By Shereen Lehman
NEW YORK (Reuters Health) – A new analysis of U.S. childhood asthma statistics finds racial differences persist in the proportions of African American and white children who develop asthma, but success in managing the disease is becoming more equal.
Disparities between white and black kids with asthma in rates of emergency department visits or hospitalizations have shrunk and rates of asthma attacks – another sign of poorly managed asthma – are the same, researchers found.
“In general, this is good news - once differences in asthma prevalence rates are taken into account, national estimates show that progress has been made in addressing asthma disparities among children,” Dr.
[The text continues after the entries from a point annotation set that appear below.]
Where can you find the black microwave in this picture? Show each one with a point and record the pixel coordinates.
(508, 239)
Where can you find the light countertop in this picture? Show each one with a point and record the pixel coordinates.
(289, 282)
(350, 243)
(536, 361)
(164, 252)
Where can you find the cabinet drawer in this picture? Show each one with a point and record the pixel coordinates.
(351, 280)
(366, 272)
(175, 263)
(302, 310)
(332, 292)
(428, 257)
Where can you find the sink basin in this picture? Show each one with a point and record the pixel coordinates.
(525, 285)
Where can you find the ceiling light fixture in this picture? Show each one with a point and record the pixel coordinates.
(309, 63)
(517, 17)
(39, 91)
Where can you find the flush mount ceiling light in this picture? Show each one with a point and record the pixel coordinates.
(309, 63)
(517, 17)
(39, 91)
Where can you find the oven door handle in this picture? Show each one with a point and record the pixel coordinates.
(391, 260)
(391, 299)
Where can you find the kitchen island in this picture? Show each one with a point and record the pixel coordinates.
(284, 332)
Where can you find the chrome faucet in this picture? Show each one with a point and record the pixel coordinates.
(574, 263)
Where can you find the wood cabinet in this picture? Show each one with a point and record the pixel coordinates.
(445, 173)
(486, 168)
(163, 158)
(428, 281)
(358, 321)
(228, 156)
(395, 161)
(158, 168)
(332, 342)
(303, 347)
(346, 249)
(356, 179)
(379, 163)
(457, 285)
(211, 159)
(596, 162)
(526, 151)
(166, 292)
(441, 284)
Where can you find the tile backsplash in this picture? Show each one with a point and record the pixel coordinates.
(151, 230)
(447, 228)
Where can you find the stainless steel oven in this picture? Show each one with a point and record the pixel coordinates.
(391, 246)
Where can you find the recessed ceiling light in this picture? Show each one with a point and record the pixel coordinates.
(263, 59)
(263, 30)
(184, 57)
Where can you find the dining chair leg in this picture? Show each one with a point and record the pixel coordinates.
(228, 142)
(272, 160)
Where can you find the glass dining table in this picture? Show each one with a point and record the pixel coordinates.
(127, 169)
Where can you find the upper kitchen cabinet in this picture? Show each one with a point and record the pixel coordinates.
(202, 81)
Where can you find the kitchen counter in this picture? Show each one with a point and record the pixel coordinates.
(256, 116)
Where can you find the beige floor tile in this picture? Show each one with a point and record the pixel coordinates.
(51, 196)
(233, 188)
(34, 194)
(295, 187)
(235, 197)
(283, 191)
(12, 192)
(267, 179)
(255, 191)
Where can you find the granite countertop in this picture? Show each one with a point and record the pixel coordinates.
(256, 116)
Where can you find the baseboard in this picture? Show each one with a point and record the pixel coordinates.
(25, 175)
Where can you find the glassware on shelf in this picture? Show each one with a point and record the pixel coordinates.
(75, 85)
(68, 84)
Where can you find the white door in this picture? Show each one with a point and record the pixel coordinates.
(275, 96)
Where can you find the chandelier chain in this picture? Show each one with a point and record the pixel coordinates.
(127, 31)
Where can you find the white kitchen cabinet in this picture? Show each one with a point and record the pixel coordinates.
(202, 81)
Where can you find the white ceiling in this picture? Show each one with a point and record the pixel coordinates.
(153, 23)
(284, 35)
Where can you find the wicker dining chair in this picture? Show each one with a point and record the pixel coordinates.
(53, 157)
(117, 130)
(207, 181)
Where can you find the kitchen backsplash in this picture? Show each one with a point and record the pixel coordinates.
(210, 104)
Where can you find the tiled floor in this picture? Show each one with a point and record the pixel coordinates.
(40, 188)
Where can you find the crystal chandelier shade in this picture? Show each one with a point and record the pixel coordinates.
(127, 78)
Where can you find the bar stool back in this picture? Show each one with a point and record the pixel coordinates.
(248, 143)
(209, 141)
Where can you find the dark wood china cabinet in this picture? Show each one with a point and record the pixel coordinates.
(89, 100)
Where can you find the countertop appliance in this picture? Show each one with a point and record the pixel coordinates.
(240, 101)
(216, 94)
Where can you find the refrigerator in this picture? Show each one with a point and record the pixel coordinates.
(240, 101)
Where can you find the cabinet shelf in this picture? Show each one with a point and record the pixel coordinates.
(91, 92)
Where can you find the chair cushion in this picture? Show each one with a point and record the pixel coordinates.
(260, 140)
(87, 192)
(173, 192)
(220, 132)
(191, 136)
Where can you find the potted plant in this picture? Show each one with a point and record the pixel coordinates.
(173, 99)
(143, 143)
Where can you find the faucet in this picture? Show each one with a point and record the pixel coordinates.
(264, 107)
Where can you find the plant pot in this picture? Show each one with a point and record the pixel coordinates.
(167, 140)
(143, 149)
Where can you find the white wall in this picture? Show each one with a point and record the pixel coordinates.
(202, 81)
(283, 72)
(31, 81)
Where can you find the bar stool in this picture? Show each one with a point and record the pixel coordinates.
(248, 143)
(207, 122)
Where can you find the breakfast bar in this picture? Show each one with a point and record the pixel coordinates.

Lara Akinbami, who led the study, told Reuters Health in an email.
“But, the flipside is that disparities remain, especially for asthma deaths, and black children were increasingly likely to have asthma, and thus disproportionately at risk for the health risks that come from having asthma,” said Akinbami, a researcher with the National Center for Health Statistics in Hyattsville, Maryland.
Health disparities are routinely measured to track progress toward their elimination, and to determine what kinds of interventions are more likely to improve results, she and her colleagues point out in the Journal of Allergy and Clinical Immunology.
A “Coordinated Federal Action Plan to Reduce Racial and Ethnic Childhood Asthma Disparities” (http://1.usa.gov/1nfnz0J) set out goals in 2012 and Akinbami said her team wanted to see what the situation and trends were at that point.
They looked at data gathered by the National Center for Health Statistics from 2001 to 2010 and found that about 4.4 million white kids had asthma in 2001, and that number rose slightly to 4.5 million in 2010.
But for black kids, the numbers increased significantly more, from 1.2 million in 2001 to 1.7 million by 2010.
The authors also wanted to assess trends in racial disparities in deaths and the use of healthcare to see how well or poorly kids with the disease are being managed.
But, Akinbami noted, the higher – and rising – rates of asthma among black children mean that some of the racial disparities in healthcare use and mortality are due solely to the higher percentage of black children who have asthma.
To get a clearer statistical picture, they decided to look at the trends in two ways. One, the more common way, is to compare the entire population of black kids and all the white kids. The other way is to focus just on children with asthma – who are the only ones “at risk” for deaths, hospitalizations and other asthma-related effects and healthcare use.
Looking at rates within whole populations, “We saw that black-white disparities in healthcare use remained stable (emergency department visits and hospitalizations remained about 3-4 times higher among black children in 2010) and that disparities in asthma deaths increased to about 7 times higher in black children in 2010,” Akinbami said.
But in the “at risk”-only analysis, the racial disparities were much smaller and in some cases shrank from 2001 to 2010. Emergency department visits and hospitalizations were about twice as high among black children with asthma, which represents a decrease between 2001 and 2010. And deaths were about four times higher among black children compared to white children, a rate that was stable throughout the decade.
In the whole-population analysis, disparities between black and white children in rates of asthma attacks widened, but when just the at-risk kids were included, there was no disparity in rates of asthma attacks.
The authors suggest that examination of the “at-risk" rates may provide a more specific perspective than traditional whole-population statistical methods on group differences in the effectiveness of various interventions.
“There seems to be some encouraging data in this article,” Dr. John Carl told Reuters Health.
Carl is a pulmonologist at the Cleveland Clinic in Ohio, who was not involved in the study.
“Although the prevalence rate is increasing in the African American population, it does not show that the severity of the disease has demonstrated the same degree of increase, so I think that’s encouraging,” he said.
“Unfortunately, not much is known about how to prevent asthma from developing, except to avoid smoking during pregnancy and around young children,” Akinbami said.
“However, there is a lot of knowledge about how to control symptoms once a child develops asthma. There are two main strategies, and both require paying close attention to a child’s symptoms, like being woken from sleep by coughing and wheezing, or not being able to play like other children,” she said.
The first strategy is avoiding the things that cause asthma attacks, including allergens and respiratory infections, ranging from the common cold to the flu. “The second strategy is using the correct medication to help the airways stay open to prevent or reverse wheezing,” Akinbami said.
“It is important to have regular visits with a healthcare provider who can teach children how to recognize symptoms, help identify the things that cause attacks and advise how to avoid them, and monitor which medications should be taken,” she added. “The goal is for a child with asthma to feel like they don’t have asthma at all.”